PRÜFUNG DER VORWÜRFE DURCH STADT ESSLINGEN

REXER: Ergebnis bis Ende Juni

Nachdem die ehemals im Esslinger Stadtbusverkehr tätigen Unternehmen Fischle und Schlienz Vorwürfe gegen das neue SVE-Auftragsunternehmen Albert Rexer GmbH geäußert haben, steht die Stadt kurz vor der Beauftragung einer Wirtschaftsprüfungskanzlei.


Ein O-Bus mit Hybrid-Technik des SVE (Symbolfoto: Thomas Burgert)

Ein O-Bus mit Hybrid-Technik des SVE (Symbolfoto: Thomas Burgert)

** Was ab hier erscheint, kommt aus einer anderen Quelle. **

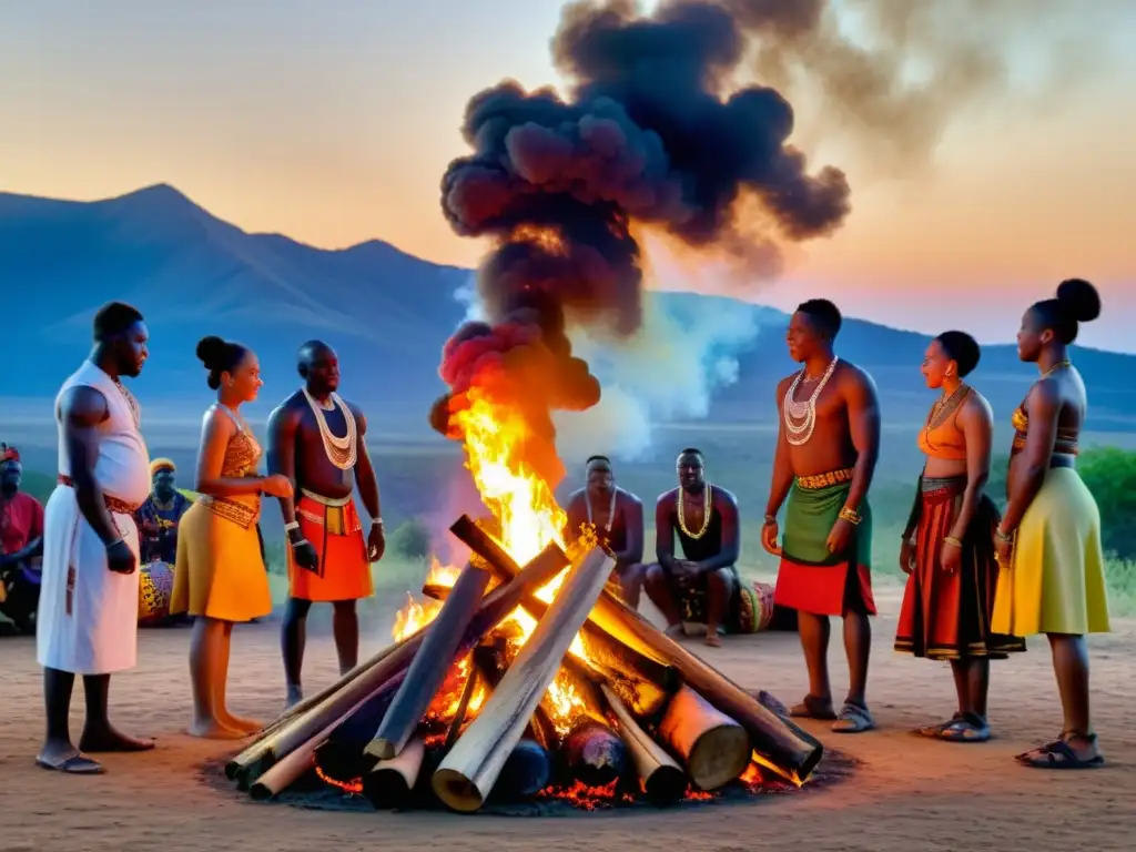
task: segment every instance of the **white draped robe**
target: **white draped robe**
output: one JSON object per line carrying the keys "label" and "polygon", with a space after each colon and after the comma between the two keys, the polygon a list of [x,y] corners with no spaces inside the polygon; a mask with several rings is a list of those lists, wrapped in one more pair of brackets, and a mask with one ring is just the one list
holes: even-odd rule
{"label": "white draped robe", "polygon": [[[84,361],[59,390],[59,473],[70,477],[59,400],[85,385],[107,399],[109,417],[99,425],[94,478],[107,496],[140,504],[150,493],[150,457],[126,398],[114,381]],[[115,526],[139,556],[131,515],[111,512]],[[72,587],[68,588],[68,585]],[[59,485],[43,519],[43,579],[36,615],[36,655],[45,668],[76,675],[106,675],[133,668],[137,660],[139,574],[107,567],[107,548],[83,518],[75,490]]]}

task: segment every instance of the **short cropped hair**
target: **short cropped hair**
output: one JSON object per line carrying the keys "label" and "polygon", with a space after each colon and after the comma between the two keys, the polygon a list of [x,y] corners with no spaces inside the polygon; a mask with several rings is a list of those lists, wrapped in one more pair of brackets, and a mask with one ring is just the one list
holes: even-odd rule
{"label": "short cropped hair", "polygon": [[843,323],[841,309],[827,299],[809,299],[796,306],[796,310],[807,315],[828,340],[835,340],[836,335],[841,333],[841,324]]}
{"label": "short cropped hair", "polygon": [[125,334],[132,325],[141,321],[142,314],[133,304],[107,302],[94,315],[94,339],[101,342]]}

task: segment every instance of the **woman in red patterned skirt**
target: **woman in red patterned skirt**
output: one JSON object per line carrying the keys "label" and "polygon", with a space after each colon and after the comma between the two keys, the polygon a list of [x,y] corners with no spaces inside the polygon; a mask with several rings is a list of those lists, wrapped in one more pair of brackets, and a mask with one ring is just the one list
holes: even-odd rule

Wie der Sprecher der Stadt Esslingen auf Nachfrage des Roten Renners mitteilte, stünde der Städtische Verkehrsbetrieb Esslingen (SVE) »mit einer kompetenten Kanzlei im Gespräch«, deren Name erst nach einer Beauftragung bekanntgemacht werden könne. Derzeit würde »das Prüfraster entworfen und ein entsprechendes Angebot erstellt«, welche Anfang Mai vorliegen sollen. Man würde »die konkreten Vorwürfe, einige Bestimmungen des Tarifvertrags des privaten Omnibusgewerbes nicht einzuhalten« prüfen lassen. Man ginge derzeit von einem Ergebnis bis Mitte/Ende Juni aus, schließlich seien juristische Bewertungen und Prüfungen, unter anderem von Gehaltsabrechnungen und Dienstplänen, notwendig. Über die Konsequenzen, welche vom Ergebnis der Prüfung abhängig sein würden, könne man derzeit nichts sagen, das »wäre momentan Spekulation«.

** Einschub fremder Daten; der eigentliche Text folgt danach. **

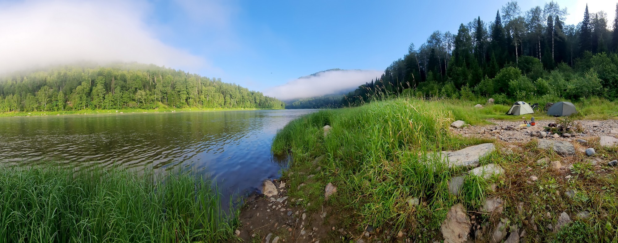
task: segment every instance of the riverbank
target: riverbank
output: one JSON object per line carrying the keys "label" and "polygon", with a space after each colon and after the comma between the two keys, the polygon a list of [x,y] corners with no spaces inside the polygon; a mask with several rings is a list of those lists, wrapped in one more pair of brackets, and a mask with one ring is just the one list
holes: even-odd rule
{"label": "riverbank", "polygon": [[235,216],[206,179],[57,165],[0,167],[3,242],[221,242]]}
{"label": "riverbank", "polygon": [[43,117],[49,115],[95,115],[95,114],[116,114],[133,113],[157,113],[157,112],[225,112],[235,110],[273,110],[260,108],[169,108],[159,107],[156,109],[119,109],[119,110],[63,110],[58,112],[0,112],[2,117]]}
{"label": "riverbank", "polygon": [[[615,118],[615,107],[600,108],[610,105],[582,107],[577,117]],[[252,228],[258,220],[248,220],[241,213],[241,236],[247,231],[252,233],[245,240],[263,240],[272,234],[271,239],[298,242],[618,239],[618,171],[607,165],[618,159],[616,146],[601,145],[596,136],[585,136],[583,142],[509,142],[464,136],[461,131],[450,129],[457,120],[491,124],[487,118],[499,118],[506,112],[504,105],[473,105],[400,98],[322,110],[290,122],[273,146],[274,152],[290,153],[294,158],[281,178],[284,192],[263,200],[288,197],[286,210],[298,207],[305,216],[290,210],[286,221],[304,222],[302,230],[306,233],[315,227],[325,233],[298,239],[290,233],[297,232],[297,226],[281,228],[286,221],[272,222],[279,228]],[[545,146],[548,142],[552,145]],[[572,154],[551,149],[559,144],[572,147]],[[487,150],[472,166],[449,166],[431,155],[477,144],[488,145],[481,146]],[[588,155],[584,150],[590,148],[595,152]],[[463,151],[442,154],[470,154]],[[470,170],[473,168],[480,169]],[[485,169],[496,173],[474,172]],[[326,200],[325,192],[333,191]],[[250,204],[245,211],[258,206]],[[333,220],[336,226],[303,218],[323,215],[323,208],[327,214],[321,221]]]}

Wie wir bereits berichtet hatten, haben Fischle und Schlienz Mitte Februar ihrem Nachfolger Rexer die Missachtung des verbindlichen WBO-Tarifvertrags in mehreren Punkten vorgeworfen, was sie durch ein selbst in Auftrag gegebenes Gutachten ihnen vorliegender Rexer-Arbeitsverträge durch einen Arbeitsrechtler belegt haben wollen.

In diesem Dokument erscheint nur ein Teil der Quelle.